Mackinac Bridge | Susan J. Demas

By Gary Street, Michigan Advance

The sordid details of Enbridge’s Line 5 in Michigan reveal at least 33 spills, along with at least 3 anchor/cable strikes that had the potential to cause a massive oil spill.

We’ve been lucky. Incredibly lucky. But our luck will run out.

Enbridge proposes to build a tunnel for Line 5. They assure us — falsely — it will eliminate all hazards. The tunnel will, unfortunately, introduce new hazards — hazards that are even more insidious.

These hazards have been confirmed in a new study by Brian O’Mara (B.S. in geological engineering) and myself (M.S. in chemical engineering, P.E.).

Enbridge’s tunnel proposal has been fraught with issues from the start, including its failure to conduct enough lake bottom borings to appropriately assess the presence of methane and/or hydrogen sulfide. But even with their incomplete survey, methane was detected in 20% of the lake bottom borings and hydrogen sulfide is often found with methane. 

Both substances are explosive. Hydrogen sulfide is also extremely toxic.
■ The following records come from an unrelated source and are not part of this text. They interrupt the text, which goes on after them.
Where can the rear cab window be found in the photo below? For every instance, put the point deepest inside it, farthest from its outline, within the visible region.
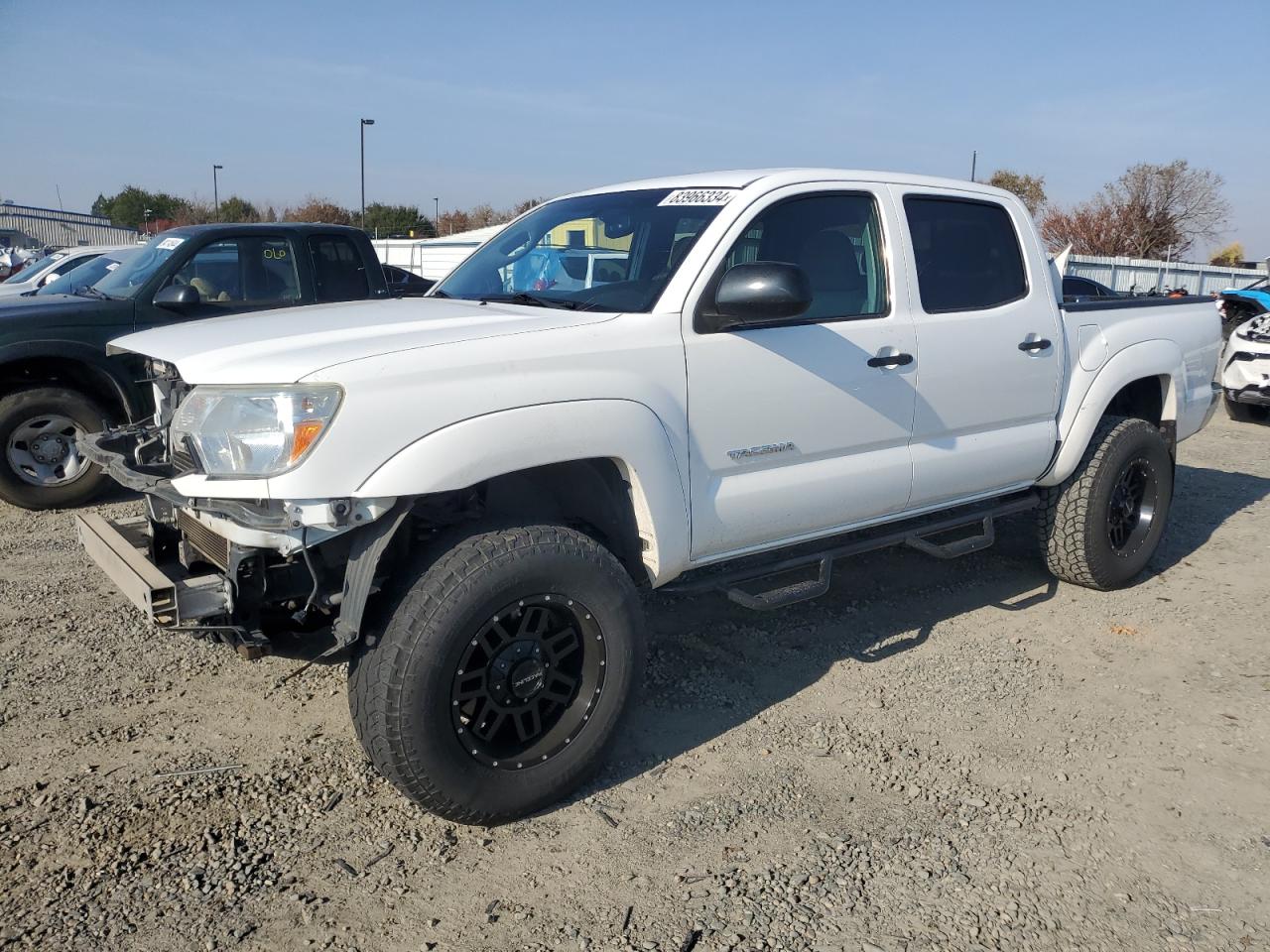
(966, 253)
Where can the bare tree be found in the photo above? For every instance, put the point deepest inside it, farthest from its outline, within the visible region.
(1095, 227)
(1029, 188)
(1232, 255)
(318, 209)
(1169, 206)
(1152, 211)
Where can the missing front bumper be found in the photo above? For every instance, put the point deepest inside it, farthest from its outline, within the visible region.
(171, 601)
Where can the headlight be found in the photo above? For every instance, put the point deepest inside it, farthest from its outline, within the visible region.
(253, 430)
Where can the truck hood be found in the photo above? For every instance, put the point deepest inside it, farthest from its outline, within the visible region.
(50, 309)
(287, 345)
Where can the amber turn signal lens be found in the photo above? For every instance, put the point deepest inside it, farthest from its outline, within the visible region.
(307, 431)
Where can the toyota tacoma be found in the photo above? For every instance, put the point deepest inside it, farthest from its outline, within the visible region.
(466, 492)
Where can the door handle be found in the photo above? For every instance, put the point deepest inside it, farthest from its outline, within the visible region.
(890, 361)
(1043, 344)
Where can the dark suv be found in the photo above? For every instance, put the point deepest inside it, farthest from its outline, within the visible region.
(56, 381)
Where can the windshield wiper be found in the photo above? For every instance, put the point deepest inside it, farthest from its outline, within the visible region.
(522, 298)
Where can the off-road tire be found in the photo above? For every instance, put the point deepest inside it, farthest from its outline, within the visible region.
(1243, 413)
(23, 405)
(1072, 518)
(402, 673)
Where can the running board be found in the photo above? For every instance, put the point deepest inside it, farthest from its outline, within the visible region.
(915, 537)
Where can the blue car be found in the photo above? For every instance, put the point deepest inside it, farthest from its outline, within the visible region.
(1239, 304)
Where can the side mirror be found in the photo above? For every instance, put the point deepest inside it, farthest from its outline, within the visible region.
(760, 293)
(178, 298)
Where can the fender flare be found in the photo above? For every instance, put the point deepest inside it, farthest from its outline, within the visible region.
(79, 352)
(522, 438)
(1150, 358)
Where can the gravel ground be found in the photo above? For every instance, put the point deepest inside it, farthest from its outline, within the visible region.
(933, 757)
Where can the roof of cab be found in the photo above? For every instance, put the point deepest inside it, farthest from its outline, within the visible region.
(272, 226)
(766, 179)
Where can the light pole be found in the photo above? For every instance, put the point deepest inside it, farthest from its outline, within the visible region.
(362, 127)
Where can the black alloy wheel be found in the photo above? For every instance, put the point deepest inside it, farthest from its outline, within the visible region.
(1132, 507)
(527, 682)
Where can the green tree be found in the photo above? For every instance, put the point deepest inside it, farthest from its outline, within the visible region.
(385, 220)
(318, 209)
(128, 206)
(1029, 188)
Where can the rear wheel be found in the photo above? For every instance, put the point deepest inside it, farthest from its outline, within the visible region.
(40, 430)
(502, 674)
(1100, 527)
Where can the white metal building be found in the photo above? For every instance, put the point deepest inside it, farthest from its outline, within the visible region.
(432, 258)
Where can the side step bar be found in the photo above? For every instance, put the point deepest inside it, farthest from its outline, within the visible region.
(919, 537)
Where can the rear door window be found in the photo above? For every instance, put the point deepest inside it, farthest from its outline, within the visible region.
(338, 270)
(966, 254)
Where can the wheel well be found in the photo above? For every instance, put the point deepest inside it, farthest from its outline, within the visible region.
(589, 495)
(1143, 399)
(66, 372)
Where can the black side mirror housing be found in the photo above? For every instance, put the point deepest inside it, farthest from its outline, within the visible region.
(178, 298)
(758, 293)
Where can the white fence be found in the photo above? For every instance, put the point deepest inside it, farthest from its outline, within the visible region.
(1142, 275)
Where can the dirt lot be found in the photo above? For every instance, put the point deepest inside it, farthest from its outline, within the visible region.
(933, 757)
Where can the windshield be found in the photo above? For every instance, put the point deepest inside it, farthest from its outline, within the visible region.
(611, 252)
(136, 271)
(32, 270)
(86, 275)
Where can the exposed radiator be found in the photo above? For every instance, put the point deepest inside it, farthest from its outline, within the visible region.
(207, 542)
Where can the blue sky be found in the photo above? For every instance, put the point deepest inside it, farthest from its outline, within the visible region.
(506, 100)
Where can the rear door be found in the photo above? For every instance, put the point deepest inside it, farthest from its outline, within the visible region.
(339, 272)
(991, 347)
(793, 431)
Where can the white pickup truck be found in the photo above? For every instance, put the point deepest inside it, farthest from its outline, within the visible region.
(780, 368)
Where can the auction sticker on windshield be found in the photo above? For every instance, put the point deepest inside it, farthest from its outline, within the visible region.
(698, 195)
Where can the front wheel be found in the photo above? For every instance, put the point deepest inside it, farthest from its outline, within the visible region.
(40, 430)
(502, 674)
(1245, 413)
(1100, 527)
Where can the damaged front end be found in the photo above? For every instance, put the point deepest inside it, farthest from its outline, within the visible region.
(1246, 363)
(243, 571)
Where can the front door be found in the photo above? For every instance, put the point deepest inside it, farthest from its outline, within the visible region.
(234, 276)
(988, 393)
(803, 426)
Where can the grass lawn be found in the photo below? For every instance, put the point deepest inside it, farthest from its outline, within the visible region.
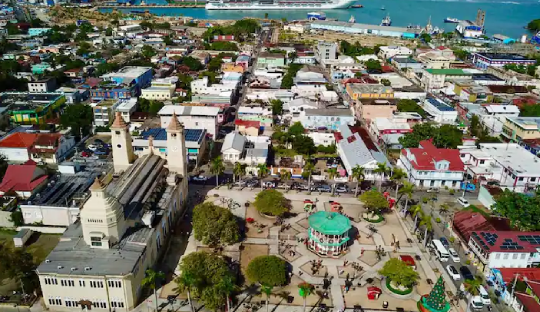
(39, 245)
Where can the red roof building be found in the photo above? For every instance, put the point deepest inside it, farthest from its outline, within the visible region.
(429, 166)
(40, 147)
(23, 179)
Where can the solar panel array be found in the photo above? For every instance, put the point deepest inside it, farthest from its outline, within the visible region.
(439, 105)
(531, 239)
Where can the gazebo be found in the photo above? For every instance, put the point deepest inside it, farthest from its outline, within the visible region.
(328, 233)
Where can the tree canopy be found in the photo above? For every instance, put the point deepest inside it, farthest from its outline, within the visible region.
(79, 118)
(271, 202)
(267, 271)
(374, 201)
(214, 225)
(522, 210)
(399, 272)
(206, 273)
(445, 136)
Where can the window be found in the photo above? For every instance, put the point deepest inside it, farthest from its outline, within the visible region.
(71, 302)
(115, 283)
(115, 303)
(96, 241)
(51, 281)
(96, 284)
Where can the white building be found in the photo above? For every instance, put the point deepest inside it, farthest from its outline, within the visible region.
(510, 165)
(192, 117)
(391, 51)
(101, 260)
(161, 89)
(505, 249)
(428, 166)
(440, 112)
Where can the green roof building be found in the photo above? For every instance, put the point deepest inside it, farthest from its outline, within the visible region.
(328, 233)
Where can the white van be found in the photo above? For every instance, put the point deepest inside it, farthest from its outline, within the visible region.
(484, 295)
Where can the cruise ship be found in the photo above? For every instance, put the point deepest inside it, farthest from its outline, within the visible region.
(277, 4)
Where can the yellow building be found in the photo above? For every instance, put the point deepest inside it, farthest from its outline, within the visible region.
(521, 128)
(369, 91)
(233, 68)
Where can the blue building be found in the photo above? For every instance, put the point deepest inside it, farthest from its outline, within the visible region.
(36, 32)
(123, 84)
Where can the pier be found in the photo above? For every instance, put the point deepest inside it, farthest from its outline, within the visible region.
(150, 6)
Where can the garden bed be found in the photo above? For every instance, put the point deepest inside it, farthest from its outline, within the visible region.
(402, 292)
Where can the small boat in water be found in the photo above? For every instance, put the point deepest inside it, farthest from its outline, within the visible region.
(387, 21)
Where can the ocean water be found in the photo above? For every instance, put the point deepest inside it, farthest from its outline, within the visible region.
(502, 17)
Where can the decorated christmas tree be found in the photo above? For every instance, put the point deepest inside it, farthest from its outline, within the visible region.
(436, 300)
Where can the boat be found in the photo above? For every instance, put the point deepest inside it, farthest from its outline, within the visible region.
(277, 4)
(451, 20)
(387, 21)
(316, 16)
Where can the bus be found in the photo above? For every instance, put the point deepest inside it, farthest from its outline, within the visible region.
(442, 253)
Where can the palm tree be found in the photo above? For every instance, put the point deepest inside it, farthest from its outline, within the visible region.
(397, 176)
(426, 222)
(359, 175)
(217, 168)
(415, 212)
(227, 287)
(267, 290)
(305, 289)
(151, 279)
(406, 190)
(238, 171)
(185, 282)
(308, 169)
(382, 170)
(262, 171)
(285, 176)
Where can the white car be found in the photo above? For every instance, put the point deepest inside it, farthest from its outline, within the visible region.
(454, 255)
(463, 202)
(454, 274)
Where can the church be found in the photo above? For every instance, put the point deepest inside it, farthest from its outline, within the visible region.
(123, 227)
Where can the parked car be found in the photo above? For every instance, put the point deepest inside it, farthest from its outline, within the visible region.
(445, 242)
(342, 188)
(463, 202)
(454, 255)
(454, 274)
(199, 178)
(324, 188)
(466, 273)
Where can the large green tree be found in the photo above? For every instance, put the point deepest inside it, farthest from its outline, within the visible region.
(214, 225)
(445, 136)
(374, 201)
(206, 273)
(79, 118)
(267, 271)
(399, 272)
(522, 210)
(271, 202)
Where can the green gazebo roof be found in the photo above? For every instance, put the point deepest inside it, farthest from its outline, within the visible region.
(330, 223)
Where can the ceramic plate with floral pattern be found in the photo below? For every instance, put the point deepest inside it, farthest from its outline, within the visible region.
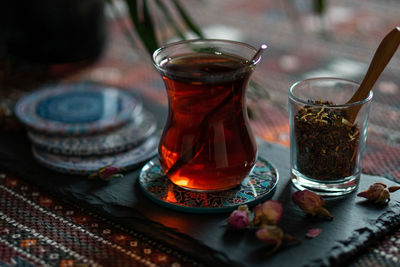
(259, 185)
(76, 109)
(121, 139)
(87, 165)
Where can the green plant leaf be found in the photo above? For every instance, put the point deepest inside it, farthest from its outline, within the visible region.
(143, 24)
(170, 19)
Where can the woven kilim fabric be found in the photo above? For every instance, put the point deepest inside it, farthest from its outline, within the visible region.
(36, 229)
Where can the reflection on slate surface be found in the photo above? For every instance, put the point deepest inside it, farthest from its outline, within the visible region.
(205, 236)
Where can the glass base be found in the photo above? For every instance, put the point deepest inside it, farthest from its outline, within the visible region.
(325, 188)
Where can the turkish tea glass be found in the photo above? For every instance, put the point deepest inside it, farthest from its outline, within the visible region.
(207, 143)
(326, 146)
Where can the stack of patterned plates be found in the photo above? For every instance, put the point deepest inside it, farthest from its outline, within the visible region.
(79, 128)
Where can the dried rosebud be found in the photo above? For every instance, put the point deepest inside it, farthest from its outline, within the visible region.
(106, 173)
(269, 212)
(273, 235)
(239, 219)
(378, 193)
(270, 234)
(312, 233)
(311, 203)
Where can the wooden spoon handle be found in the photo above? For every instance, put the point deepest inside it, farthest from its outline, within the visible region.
(382, 56)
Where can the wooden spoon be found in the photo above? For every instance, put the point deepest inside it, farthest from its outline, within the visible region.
(382, 56)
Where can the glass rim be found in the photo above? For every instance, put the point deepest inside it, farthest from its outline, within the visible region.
(305, 102)
(198, 40)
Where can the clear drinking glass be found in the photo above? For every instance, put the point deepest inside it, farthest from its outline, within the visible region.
(207, 143)
(326, 146)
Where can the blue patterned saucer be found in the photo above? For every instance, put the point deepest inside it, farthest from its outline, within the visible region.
(124, 138)
(76, 109)
(259, 185)
(87, 165)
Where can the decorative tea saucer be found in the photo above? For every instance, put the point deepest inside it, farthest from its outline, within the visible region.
(73, 109)
(124, 138)
(259, 185)
(86, 165)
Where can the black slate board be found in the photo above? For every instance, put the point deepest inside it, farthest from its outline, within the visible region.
(206, 237)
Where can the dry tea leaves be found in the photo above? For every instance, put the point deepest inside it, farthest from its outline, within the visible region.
(327, 143)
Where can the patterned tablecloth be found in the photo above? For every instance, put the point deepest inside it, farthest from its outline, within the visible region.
(39, 229)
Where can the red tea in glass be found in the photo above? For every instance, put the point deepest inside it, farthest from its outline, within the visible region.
(207, 143)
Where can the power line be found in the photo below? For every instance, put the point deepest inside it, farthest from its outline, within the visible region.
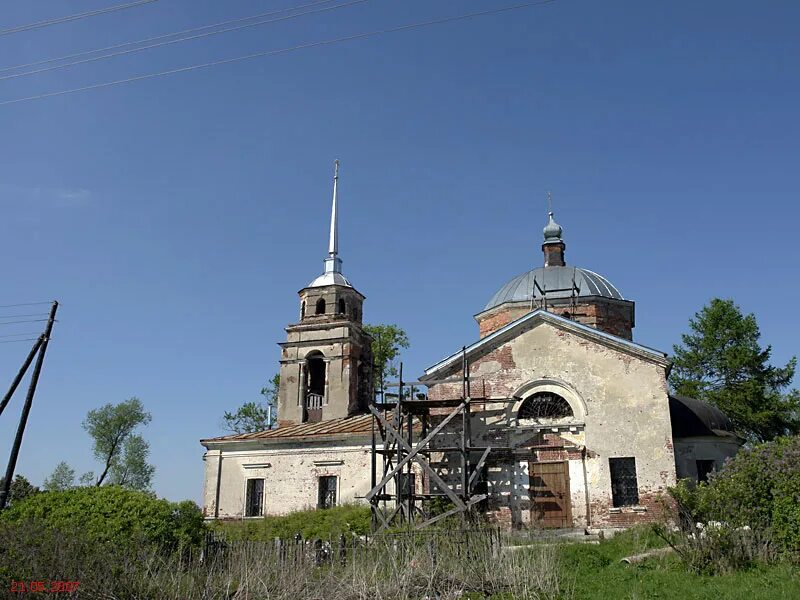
(25, 321)
(19, 334)
(183, 39)
(25, 304)
(75, 17)
(329, 42)
(156, 38)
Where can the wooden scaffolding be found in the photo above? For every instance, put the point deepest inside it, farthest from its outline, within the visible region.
(408, 429)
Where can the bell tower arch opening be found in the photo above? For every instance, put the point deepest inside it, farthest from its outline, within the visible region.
(315, 387)
(326, 360)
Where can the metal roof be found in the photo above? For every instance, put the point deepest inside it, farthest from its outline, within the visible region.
(556, 281)
(497, 337)
(691, 418)
(360, 425)
(330, 278)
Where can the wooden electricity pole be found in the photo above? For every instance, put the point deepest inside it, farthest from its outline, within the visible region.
(26, 409)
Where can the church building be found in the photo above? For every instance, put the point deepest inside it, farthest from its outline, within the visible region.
(586, 431)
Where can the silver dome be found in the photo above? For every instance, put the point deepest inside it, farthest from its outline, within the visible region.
(522, 287)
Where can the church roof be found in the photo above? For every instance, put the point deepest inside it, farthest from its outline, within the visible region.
(358, 425)
(694, 418)
(556, 282)
(532, 318)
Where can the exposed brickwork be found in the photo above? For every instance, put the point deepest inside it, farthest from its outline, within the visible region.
(652, 508)
(612, 316)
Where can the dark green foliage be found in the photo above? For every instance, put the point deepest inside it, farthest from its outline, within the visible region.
(252, 416)
(62, 478)
(721, 362)
(758, 488)
(20, 489)
(122, 452)
(112, 514)
(387, 340)
(310, 524)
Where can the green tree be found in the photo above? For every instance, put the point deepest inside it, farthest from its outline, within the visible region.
(62, 478)
(387, 341)
(122, 452)
(253, 416)
(112, 514)
(20, 489)
(721, 362)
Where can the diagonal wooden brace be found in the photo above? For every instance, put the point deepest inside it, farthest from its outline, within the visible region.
(420, 445)
(474, 500)
(478, 467)
(421, 462)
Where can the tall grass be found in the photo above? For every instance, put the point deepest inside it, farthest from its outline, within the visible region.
(444, 565)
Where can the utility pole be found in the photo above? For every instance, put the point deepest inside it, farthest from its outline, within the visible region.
(26, 409)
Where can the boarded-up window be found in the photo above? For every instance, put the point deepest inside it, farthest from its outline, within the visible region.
(545, 406)
(704, 469)
(624, 486)
(407, 483)
(327, 491)
(254, 503)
There’s’ a real-world example of that danger right here in Michigan: In 1971, 28 tunnel workers were killed when they hit a pocket of methane while building a tunnel under Lake Huron near Port Huron.

Even if we look past the alarming problems faced during construction, the risks don’t go away.  When highly volatile, flammable substances are transported in a pipeline inside a tunnel, engineers refer to the tunnel as a “confined space.”  The term is well chosen and very descriptive.

Enbridge ships propane and butane through the pipeline roughly 20% of the time.  When released, they form a vapor cloud that’s heavier than air.  The cloud will accumulate at the low point in the tunnel, awaiting a source of ignition which is always present.  

A single one-eighth–inch hole in the pipeline will release, within 19 minutes, propane equivalent to 345 pounds of TNT.  What will this do to the pipeline, the tunnel, nearby residences, and any vessels traveling above?  It will be an environmental and economic disaster. Even worse, there likely will be fatalities. 

While the probability of an explosion/detonation is very low it remains finite, making the consequences horrendous. Engineers express this as: Risk = Consequences x Probability. The equation clearly states that Risk is made of two components, not just one. Risk cannot be ignored just because probability is low.  

By way of example, let’s consider the nuclear reactor disasters at Chernobyl and Fukushima. At these sites, and many others, they operated on the premise that since the probability was so low it could be ignored. There would never be a problem. They were wrong.

Without justification, the assumption has been made that since the pipeline is in a tunnel, there is nothing to worry about. The probability of a leak in the pipeline is so low a disaster will never happen.  In other words, we don’t need to worry about the consequences. 

It’s bad logic. And therein lies the fatal flaw. 

It is the sort of reasoning that led to the nuclear reactor disasters at Chernobyl and Fukushima, as well as numerous other disasters, such as the Port Huron tunnel disaster.

A leak of butane or propane inside the tunnel can occur. When that happens there will be a detonation or explosion.

The entire state of Michigan will be affected. Pollution of the Great Lakes, violation of tribal agreements, loss of tourism jobs, commercial and sport fishing ruined, beaches ruined, Mackinac Island “shut down” — the list goes on and on. Michigan, along with Wisconsin and Ontario, will pay the price.

We cannot afford to guess and find out. It will be catastrophic. The tunnel must not be built.